The woman's father has been told that the reason his daughter was not flown by air ambulance from Port Augusta to Adelaide was that 'for humanitarian reasons at the weekend...would not have been a high priority, and she would have to wait for a week day, due to the reduced number of RFDS air crews available at the weekend'.
At Flinders Medical Centre, the woman's medical condition was considered so severe that she was allowed neither walking nor use of a wheelchair. She was transported around the hospital in a bed due to the dural puncture. Two dural patch procedures were conducted to heal the ruptured dura. My questions are:
1. Given that the RFDS transferred the baby at 10 o'clock on the Saturday night, what time was the baby born?

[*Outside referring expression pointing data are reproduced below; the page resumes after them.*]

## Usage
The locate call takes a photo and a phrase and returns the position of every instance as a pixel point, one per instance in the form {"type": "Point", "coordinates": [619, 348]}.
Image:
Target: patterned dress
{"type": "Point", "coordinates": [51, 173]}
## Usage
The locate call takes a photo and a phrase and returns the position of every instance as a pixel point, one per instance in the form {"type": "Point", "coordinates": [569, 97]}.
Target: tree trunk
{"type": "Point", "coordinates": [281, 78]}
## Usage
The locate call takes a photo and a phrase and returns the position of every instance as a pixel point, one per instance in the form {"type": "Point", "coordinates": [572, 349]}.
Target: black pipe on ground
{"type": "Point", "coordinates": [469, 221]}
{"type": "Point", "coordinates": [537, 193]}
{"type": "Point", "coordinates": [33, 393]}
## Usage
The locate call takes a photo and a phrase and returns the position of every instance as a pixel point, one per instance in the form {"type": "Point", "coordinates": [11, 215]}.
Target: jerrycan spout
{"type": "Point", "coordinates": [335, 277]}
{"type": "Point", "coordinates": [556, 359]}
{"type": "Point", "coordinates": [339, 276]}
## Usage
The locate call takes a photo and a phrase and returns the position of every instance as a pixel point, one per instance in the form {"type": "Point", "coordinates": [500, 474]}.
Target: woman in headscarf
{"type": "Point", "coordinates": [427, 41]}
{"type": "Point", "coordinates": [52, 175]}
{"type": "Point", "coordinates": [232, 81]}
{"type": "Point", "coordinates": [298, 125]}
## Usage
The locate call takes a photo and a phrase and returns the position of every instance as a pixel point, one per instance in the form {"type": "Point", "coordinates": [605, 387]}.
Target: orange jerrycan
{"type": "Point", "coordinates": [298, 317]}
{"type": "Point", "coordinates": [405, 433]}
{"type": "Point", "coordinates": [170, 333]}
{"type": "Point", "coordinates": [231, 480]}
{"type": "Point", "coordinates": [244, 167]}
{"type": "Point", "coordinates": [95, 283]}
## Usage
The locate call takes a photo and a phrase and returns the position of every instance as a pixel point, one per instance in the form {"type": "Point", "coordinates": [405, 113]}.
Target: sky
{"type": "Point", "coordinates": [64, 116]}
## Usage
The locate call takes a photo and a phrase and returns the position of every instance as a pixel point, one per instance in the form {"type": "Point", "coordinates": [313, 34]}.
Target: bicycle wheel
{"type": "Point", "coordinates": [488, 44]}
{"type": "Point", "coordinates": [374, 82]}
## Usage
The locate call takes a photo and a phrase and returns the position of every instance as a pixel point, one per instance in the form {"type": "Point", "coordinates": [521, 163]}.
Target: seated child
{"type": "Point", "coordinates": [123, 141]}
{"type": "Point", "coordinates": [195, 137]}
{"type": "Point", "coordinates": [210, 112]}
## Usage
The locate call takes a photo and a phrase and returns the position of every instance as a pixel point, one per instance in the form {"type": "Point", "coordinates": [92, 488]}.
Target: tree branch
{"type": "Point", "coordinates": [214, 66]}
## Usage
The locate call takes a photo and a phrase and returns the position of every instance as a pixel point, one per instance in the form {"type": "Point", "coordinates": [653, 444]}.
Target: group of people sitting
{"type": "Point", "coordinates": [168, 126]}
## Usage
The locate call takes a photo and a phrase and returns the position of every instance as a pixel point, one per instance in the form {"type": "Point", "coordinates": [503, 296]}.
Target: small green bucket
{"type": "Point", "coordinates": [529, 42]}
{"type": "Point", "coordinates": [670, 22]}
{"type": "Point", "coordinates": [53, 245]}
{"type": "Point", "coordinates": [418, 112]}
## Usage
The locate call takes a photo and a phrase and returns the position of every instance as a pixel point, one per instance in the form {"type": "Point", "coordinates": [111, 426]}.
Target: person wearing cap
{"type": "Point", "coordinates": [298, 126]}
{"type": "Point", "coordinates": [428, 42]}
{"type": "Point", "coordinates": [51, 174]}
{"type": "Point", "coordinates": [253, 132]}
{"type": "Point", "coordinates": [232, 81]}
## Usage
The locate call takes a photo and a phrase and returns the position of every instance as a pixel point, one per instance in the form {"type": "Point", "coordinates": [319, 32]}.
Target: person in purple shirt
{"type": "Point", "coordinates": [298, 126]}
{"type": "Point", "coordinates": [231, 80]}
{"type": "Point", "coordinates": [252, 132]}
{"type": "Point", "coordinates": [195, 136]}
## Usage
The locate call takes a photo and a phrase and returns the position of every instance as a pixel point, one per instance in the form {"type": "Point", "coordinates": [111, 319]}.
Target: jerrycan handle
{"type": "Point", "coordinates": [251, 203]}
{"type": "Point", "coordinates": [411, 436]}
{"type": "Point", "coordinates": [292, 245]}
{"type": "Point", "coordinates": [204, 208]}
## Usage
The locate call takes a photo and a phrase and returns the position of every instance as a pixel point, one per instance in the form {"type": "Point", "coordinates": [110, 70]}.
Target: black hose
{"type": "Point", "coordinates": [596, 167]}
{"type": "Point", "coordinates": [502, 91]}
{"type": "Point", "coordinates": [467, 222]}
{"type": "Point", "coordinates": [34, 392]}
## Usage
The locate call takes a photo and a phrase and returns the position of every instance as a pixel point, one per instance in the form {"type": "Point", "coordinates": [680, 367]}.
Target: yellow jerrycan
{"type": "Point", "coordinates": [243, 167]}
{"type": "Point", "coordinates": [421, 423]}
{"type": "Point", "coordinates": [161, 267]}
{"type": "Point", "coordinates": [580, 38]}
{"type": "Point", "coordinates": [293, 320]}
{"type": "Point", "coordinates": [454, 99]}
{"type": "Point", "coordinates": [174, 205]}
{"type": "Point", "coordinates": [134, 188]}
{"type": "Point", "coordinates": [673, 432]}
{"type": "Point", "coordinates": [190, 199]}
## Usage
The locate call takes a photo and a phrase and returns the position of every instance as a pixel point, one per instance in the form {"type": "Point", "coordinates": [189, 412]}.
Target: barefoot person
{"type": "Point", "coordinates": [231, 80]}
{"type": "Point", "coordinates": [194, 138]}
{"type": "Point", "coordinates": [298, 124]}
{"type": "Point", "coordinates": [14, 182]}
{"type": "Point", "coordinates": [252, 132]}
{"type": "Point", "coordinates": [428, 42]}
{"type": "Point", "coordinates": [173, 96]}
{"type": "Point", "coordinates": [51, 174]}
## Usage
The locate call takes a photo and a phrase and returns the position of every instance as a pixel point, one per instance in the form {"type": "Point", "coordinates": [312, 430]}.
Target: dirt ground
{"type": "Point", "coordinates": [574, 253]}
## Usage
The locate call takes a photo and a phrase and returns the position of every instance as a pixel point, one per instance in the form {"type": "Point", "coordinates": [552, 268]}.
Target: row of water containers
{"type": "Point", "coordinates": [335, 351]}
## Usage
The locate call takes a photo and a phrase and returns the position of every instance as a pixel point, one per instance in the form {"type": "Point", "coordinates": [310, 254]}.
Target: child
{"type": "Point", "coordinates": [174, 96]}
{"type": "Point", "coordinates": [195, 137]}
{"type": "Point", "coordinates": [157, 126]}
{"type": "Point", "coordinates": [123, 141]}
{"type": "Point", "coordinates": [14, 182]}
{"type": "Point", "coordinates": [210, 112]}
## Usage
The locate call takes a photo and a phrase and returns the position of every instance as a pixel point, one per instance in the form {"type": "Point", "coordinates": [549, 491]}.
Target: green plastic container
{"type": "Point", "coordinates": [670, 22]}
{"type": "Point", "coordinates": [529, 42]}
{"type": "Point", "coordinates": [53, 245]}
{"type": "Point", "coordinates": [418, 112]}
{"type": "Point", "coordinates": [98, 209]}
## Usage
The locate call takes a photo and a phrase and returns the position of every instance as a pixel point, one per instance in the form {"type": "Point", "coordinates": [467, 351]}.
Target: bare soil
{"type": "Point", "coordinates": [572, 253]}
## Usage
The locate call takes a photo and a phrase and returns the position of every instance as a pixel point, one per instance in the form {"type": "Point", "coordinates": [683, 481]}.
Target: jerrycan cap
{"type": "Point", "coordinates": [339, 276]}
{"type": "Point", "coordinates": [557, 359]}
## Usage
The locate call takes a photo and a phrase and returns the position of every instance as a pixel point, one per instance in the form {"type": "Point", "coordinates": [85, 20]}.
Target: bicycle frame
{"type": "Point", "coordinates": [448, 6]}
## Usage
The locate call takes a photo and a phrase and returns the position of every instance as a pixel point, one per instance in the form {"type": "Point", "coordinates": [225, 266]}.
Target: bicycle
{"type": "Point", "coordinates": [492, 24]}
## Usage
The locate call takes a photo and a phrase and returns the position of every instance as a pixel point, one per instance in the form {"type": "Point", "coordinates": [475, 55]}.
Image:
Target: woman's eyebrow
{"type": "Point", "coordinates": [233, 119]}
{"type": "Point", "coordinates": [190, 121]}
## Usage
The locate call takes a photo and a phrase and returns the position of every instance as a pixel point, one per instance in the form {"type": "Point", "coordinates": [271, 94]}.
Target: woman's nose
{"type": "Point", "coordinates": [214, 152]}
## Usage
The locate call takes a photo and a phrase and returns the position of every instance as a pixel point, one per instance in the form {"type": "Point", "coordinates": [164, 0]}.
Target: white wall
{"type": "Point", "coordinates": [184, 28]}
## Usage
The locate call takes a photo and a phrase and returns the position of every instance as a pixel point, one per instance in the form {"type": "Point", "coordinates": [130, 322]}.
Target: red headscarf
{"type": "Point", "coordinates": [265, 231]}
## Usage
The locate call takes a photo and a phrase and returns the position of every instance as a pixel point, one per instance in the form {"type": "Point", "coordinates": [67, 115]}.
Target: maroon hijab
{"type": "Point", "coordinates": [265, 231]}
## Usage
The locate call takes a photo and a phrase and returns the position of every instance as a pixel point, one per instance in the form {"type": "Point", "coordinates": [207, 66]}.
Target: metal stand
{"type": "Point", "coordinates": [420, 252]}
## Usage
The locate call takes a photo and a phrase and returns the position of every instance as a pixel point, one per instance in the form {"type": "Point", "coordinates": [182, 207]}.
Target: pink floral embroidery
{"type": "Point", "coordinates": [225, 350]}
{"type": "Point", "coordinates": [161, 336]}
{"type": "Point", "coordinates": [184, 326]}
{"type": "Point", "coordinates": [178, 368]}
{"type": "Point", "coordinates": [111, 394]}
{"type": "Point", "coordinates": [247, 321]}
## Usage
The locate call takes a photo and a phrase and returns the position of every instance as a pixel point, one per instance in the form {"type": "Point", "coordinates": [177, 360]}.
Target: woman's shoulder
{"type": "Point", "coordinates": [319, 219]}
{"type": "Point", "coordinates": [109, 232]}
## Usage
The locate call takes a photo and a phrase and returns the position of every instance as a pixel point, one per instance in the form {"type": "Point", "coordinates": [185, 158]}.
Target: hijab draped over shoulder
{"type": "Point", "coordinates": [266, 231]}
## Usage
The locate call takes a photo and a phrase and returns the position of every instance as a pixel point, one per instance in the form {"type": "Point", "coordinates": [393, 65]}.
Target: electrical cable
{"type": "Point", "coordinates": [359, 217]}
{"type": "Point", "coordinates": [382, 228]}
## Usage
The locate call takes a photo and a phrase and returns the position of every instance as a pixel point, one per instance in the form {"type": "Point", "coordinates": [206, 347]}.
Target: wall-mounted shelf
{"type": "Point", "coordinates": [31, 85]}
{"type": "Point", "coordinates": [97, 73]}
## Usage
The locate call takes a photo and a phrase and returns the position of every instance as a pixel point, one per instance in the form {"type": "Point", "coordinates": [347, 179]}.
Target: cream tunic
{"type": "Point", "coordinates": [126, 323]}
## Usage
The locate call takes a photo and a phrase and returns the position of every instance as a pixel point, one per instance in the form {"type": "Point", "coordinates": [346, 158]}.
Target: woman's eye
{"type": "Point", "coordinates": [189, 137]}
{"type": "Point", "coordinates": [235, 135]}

2. At what time did the RFDS receive the request for retrieval from Port Augusta Hospital? Is it correct that Port Augusta Hospital staff did not notify RFDS earlier because they expected the baby would be stillborn?
3. On what grounds did the RFDS determine this woman's need to travel to Adelaide as being simply humanitarian rather than medical? Why was she not allowed to travel with her baby to Adelaide?
4. Why has no financial recompense been made to the mother for her out-of-pocket costs in transferring herself from Port Augusta to Flinders Medical Centre?
5. In assessing a patient as fit to travel to Adelaide from Port Augusta, is any consideration given to the method of travel?
6. What arrangements are in place for out-of-hours, non-urgent patient transfers from Port Augusta to Adelaide?
The Hon. G.E. GAGO (Minister for Environment and Conservation, Minister for Mental Health and Substance Abuse, Minister Assisting the Minister for Health) (15:20): I thank the honourable member for her questions and will refer them to the Minister for Health in another place and bring back a response.